Hi,
We have an user registration system, which handles:
the registration of new users
the update of existing ones
and the search for already existing ones.
In total there are already around 2million registered users, and the search( like %searchterm%) among the existing customers is very slow(10-15 min).
I would like to have your opinion on the proper design and implementation ideeas for such a situation, and not necessarily on the existing implementation which might be flawed.
The customers have:
1) a name (textual, up to 300 characters, however most of the records have around 30-100 caracters)
2) an andress.
I'll be happy if we could search for already existing customers based on name only within seconds.
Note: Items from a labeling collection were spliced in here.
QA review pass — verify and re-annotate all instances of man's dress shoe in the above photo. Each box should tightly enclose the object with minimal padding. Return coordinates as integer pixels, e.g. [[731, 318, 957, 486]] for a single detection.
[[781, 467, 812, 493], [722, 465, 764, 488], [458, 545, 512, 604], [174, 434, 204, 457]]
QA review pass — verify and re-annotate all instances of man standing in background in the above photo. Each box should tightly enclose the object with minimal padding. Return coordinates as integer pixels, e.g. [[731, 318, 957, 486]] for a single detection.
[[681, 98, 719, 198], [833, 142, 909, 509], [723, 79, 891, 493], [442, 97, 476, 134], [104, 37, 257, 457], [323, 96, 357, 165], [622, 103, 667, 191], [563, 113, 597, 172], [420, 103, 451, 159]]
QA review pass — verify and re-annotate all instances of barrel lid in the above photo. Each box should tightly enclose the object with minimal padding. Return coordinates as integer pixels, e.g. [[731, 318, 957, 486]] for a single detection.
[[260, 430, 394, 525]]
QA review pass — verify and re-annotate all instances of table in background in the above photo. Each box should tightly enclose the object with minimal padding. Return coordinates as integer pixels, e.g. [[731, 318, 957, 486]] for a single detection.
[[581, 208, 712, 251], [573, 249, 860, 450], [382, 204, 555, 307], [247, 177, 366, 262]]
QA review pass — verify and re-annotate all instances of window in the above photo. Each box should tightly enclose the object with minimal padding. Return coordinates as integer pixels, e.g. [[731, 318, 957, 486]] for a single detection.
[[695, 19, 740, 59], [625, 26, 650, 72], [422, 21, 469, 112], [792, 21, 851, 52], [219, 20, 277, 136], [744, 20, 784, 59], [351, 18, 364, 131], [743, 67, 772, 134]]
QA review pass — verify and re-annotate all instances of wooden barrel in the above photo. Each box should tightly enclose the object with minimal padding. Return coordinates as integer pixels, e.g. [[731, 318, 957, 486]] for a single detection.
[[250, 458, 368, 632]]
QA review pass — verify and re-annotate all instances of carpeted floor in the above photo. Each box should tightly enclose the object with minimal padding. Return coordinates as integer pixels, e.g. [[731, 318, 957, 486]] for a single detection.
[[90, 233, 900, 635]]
Currently we have an index on the name field, but the index , as expected doesn't work on searches that start with a wildacard '%searchterm'
I assume this is a classical issue, and I would like to know if there are any ideeas on how to provide for a fast search of a search such as
user_name like %new% with the end goal to avoid having twice the same user.
I did my homework and started to search the web, thinking mainly at the google like solution, and I came across a few ideeas
1) the
inverted indexing .
However this will solve the issue of multiple words as search criteria, and as in our case we are talking about user names which can be very unique, I assume that it may not map exactly to the model of a search engine, that searches for words(out of the dictionary mainly) without using wildcards.
2) Then I thought of oracle search text
3) and or a reverse index.
I do not have that much experience with Oracle search text though, but I'm willing to invest time and study/learn about the solution that you will recommend.
I have posted here because we are currently using Oracle:
Operating system Sun Solaris 9.
RDBMS Oracle 10.2.0.3.
Application server BEA WebLogic Server 8.1
I have as well checked a bit
Apache Lucene, however I couldn't find any db information about the core design, the only info were the javadocs.
Or maybe is it too much to ask for seconds while searching for username LIKE %searchterm% ? Is it feasible?
Thank you!